This capability is intended for debugging only, and is not designed for production environments.
Enable the XCP Edge Debug Endpoint
The Debug endpoint is disabled by default. Set the ENABLE_XCP_EDGE_DEBUG_ENDPOINTS environment variable and wait for the edge deployment to restart; the internal debug endpoint is then available on port 8090
kubectl set env -n istio-system deployment/edge ENABLE_XCP_EDGE_DEBUG_ENDPOINTS=true
# wait for the edge deployment to restart
kubectl port-forward deployment/edge -n istio-system 8090:8090
Query the Internal Debug Endpoint
Query the debug endpoint as follows:
curl -s "http://localhost:8090/debug/gateway-reconcile-diff?namespace=bookinfo"
curl -s "http://localhost:8090/debug/gateway-reconcile-diff?namespace=bookinfo&name=bookinfo-gw"
The response for a Gateway Deployment explains if a Gateway needs to be restarted, and provides a reason:
{
"gateways": [
{
"name": "bookinfo-gw ",
"namespace": "bookinfo",
"kind": "GatewayDeployment",
"revision": "stable",
"reconcileEnabled": false,
"reconcileDisabledReason": "revision_api_disabled",
"diff": {
"deployment": {
"hasChanges": true,
"summary": "Container image tag changed: 1.24.2 -> 1.24.4",
"willCauseRestart": true,
"patch": "--- current\n+++ desired\n@@ -5 +5 @@\n- image: istio/proxyv2:1.24.2\n+ image: istio/proxyv2:1.24.4"
},
"service": { "hasChanges": false },
"serviceAccount": { "hasChanges": false },
"hpa": { "hasChanges": false }
}
}
],
"summary": {
"total": 47,
"withChanges": 3,
"willCauseRestart": 2,
"paused": 45,
"enabled": 2
}
}
Metrics and Observability
Monitor the status of gateway reconciliation.
| Metric | Type | Labels | Description |
|---|---|---|---|
gateway_reconcile_skipped_total | Counter | gateway_type, reason, namespace, name | Incremented each time a gateway reconciliation is skipped due to gwReconcile. reason values: object_label_disabled, namespace_api_disabled, revision_api_disabled |
gateway_reconcile_paused | Gauge | gateway_type, namespace, name | Set to 1 when a gateway is paused, 0 when active.
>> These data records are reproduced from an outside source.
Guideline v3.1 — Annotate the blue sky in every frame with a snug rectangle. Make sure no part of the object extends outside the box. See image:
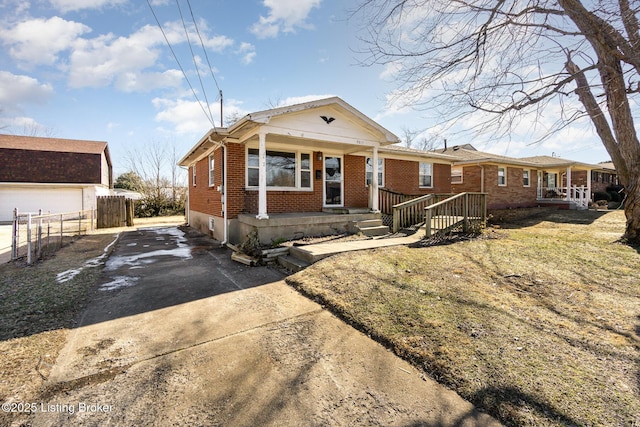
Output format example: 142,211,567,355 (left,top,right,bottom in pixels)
0,0,608,181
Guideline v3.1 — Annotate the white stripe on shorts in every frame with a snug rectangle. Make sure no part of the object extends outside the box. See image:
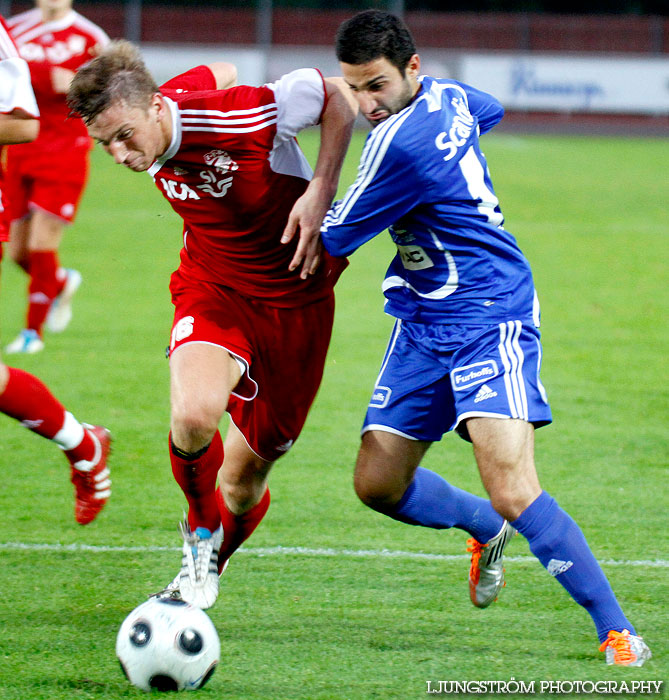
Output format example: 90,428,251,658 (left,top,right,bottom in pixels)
498,321,529,420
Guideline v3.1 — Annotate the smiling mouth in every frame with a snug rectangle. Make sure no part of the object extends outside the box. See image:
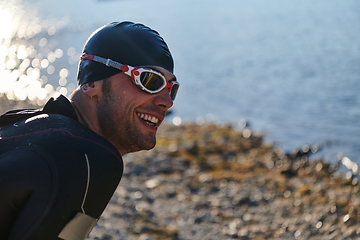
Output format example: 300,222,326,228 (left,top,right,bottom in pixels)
137,113,159,126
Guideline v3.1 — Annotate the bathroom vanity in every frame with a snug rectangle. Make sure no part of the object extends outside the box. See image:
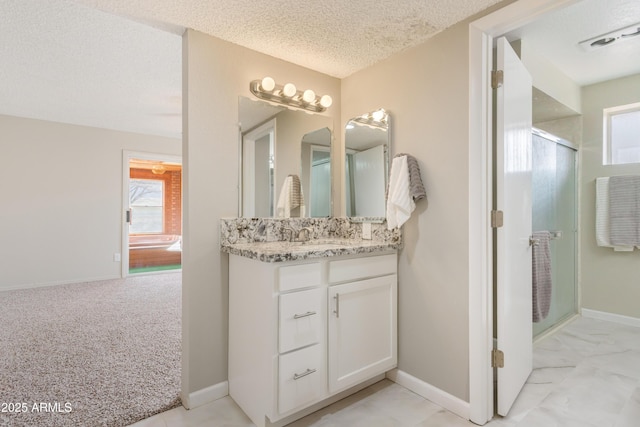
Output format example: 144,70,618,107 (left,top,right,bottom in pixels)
223,227,398,427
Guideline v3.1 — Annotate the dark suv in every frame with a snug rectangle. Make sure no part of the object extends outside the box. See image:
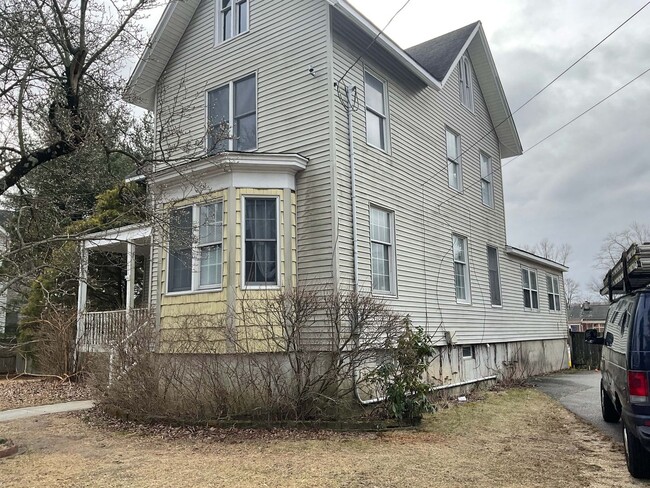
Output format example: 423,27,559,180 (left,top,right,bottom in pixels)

Enables alerting on "how many gateways are frozen" and kubectl wait-style monitoring |
gateway_reconcile_drift_detected | Counter | gateway_type, namespace, name | Incremented when the dry-run endpoint detects a diff between desired and actual state (post-1.14) |
gateway_deletion_protected_total | Counter | gateway_type, namespace, name | Incremented when gateway deletion is blocked by lifecycle protection (post-1.14) |
For example, to list the Gateways where reconciliation is paused:
kubectl port-forward -n istio-system service/xcp-operator-edge 8084:8080
curl -s http://localhost:8084/metrics | grep gateway_reconcile_paused
# HELP xcp_edge_operator_gateway_reconcile_paused Whether gateway reconciliation is currently paused (1=paused, 0=active)
# TYPE xcp_edge_operator_gateway_reconcile_paused gauge
xcp_edge_operator_gateway_reconcile_paused{gateway_name="unified-3791488a-1e64-4b7e-88f4-8df13a802786",gateway_namespace="istio-system",gateway_type="unified_gateway"} 1
The gateway_ignored_total gauge gets a new reason value to distinguish user-intentional skips from automatic revision mismatch skips:
const (
revisionMismatchReason = "revision_mismatch" // existing
gwReconcileDisabledReason = "reconcile_disabled" // NEW
)
Gateway Reconciliation Alert Rules
| Alert | PromQL | For | Severity | Description |
|---|---|---|---|---|
GatewayReconcilePausedTooLong | gateway_reconcile_paused == 1 | 7d | Warning | Gateway reconciliation has been paused for over 7 days. This may indicate a forgotten freeze after an upgrade. |
AllGatewaysFrozen | count(gateway_reconcile_paused == 1) == count(gateway_reconcile_paused) | 1h | Warning | All gateways have reconciliation paused. No gateways are being actively managed. |
GatewayReconcileSkippedRate | rate(gateway_reconcile_skipped_total[5m]) > 0 | 1h | Info | Gateway reconciliation is being actively skipped. This is expected during maintenance windows. |